Derrubar Bolsonaro e Derrotar o Projeto que o Criou

Atualizado: 17 de jul. de 2021

É frequente a afirmação de que o presidente da República não esteja “apto” para ocupar o cargo para o qual foi eleito. Para muitos, a pesquisa do Datafolha, que aponta que 63% da população considera Bolsonaro incapaz de liderar o Brasil, confirmaria esta falta de “aptidão”.


De fato, Jair esbanja discursos que facilmente se encaixariam na famosa anedota do presidente burro, contada por Ariano Suassuna.
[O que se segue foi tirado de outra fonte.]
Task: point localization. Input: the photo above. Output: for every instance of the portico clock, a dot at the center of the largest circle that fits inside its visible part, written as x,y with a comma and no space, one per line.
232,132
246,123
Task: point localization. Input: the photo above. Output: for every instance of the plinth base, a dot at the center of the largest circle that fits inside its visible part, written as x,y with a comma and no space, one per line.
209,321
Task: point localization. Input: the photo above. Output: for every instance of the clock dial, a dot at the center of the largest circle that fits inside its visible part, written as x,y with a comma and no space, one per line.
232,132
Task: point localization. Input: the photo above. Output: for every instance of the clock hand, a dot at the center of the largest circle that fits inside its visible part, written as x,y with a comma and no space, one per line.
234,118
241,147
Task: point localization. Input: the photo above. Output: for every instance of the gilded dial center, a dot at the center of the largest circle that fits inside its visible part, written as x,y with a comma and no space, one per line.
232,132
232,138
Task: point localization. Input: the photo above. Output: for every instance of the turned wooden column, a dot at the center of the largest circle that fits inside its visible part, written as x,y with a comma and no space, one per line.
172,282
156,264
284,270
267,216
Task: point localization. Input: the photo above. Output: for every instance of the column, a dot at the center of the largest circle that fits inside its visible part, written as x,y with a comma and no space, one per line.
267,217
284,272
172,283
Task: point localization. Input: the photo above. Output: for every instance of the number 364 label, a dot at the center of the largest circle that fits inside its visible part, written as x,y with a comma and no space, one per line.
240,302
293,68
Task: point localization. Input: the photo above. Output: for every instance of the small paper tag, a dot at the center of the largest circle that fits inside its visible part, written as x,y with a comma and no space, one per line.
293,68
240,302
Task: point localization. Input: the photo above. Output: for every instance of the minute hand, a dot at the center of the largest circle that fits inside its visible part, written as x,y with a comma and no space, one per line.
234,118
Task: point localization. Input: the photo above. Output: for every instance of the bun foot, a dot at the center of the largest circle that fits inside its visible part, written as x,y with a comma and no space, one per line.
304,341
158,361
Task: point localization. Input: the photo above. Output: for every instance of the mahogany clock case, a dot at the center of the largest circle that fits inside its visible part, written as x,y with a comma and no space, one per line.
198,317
Mas talvez nenhum outro no cargo tenha tido tanto êxito.


Sob a tutela do partido militar, com o aluguel do centrão e o apoio da direita expresso em votos no parlamento, mesmo quando se pretende uma oposição no discurso, Bolsonaro, Mourão e Guedes têm avançado em todas as pautas que internalizou o projeto do Golpe de Estado de 2016 e que levam para o Congresso. Reforma da Previdência, privatização da Eletrobras, desmonte da legislação ambiental, crescente reconfiguração fascista do Estado e avanço do armamentismo e milícias são apenas alguns exemplos. Além disso, o governo ainda se furta a executar orçamentos aprovados, como no caso do Ministério das Mulheres, da Família e dos Direitos Humanos que utilizou apenas 5,4% do orçamento destinado à proteção das mulheres em 2020. Estas ações e inações do governo não apenas estão absolutamente alinhadas ao projeto do Golpe e à campanha eleitoral de 2018, mas traduz necessidades de preservação da rentabilidade do capital financeiro e produtivo sob crise capitalista sistêmica em termos mundiais e nacionais à custa dos trabalhadores. Portanto, não podemos considerar o governo Bolsonaro uma gestão presidencial fracassada.


Tal política, somada ao projeto de morte no enfrentamento da pandemia, engatilhou manifestações populares em todo o país, mesmo em meio a insegurança causada pela crise sanitária, conforme o texto Conjuntura e as mobilizações de maio e junho em Goiás, de Walmir Barbosa e Renato Costa. O gatilho foi puxado, alcançando ainda mais pessoas após as descobertas recentes da CPI da Covid de possíveis esquemas de corrupção que levaram à morte centenas de milhares de brasileiros.


Agora o que se percebe, especialmente após o ato do dia 3 de julho, é que a corrupção canaliza novamente as atenções de grupos que se somam à luta pelo Fora Bolsonaro, inclusive de centro direita. Entretanto, dar prioridade ao problema da corrupção - que é real, mas sistêmico - e esquecer da boiada que passou é um erro que não podemos cometer. Seguindo por essa linha, uma mera substituição do representante da ordem burguesa nas urnas assegurará a continuidade da recomposição social, política, econômica e cultural da sociedade brasileira com base no projeto do golpe de Estado de 2016.


Devido à multiplicidade de movimentos que saem às ruas neste momento, e que poderá ser ampliado com a oposição burguesa de centro direita exaltada e golpista, a chamada Fora Bolsonaro é necessária como fator aglutinador, mas tem que ser articulada à derrocada do projeto do Golpe de Estado de 2016. Concretamente, tem que ser articulado à anulação das contrarreformas neoliberais, à desfascistização do Estado e à reafirmação das liberdades democráticas!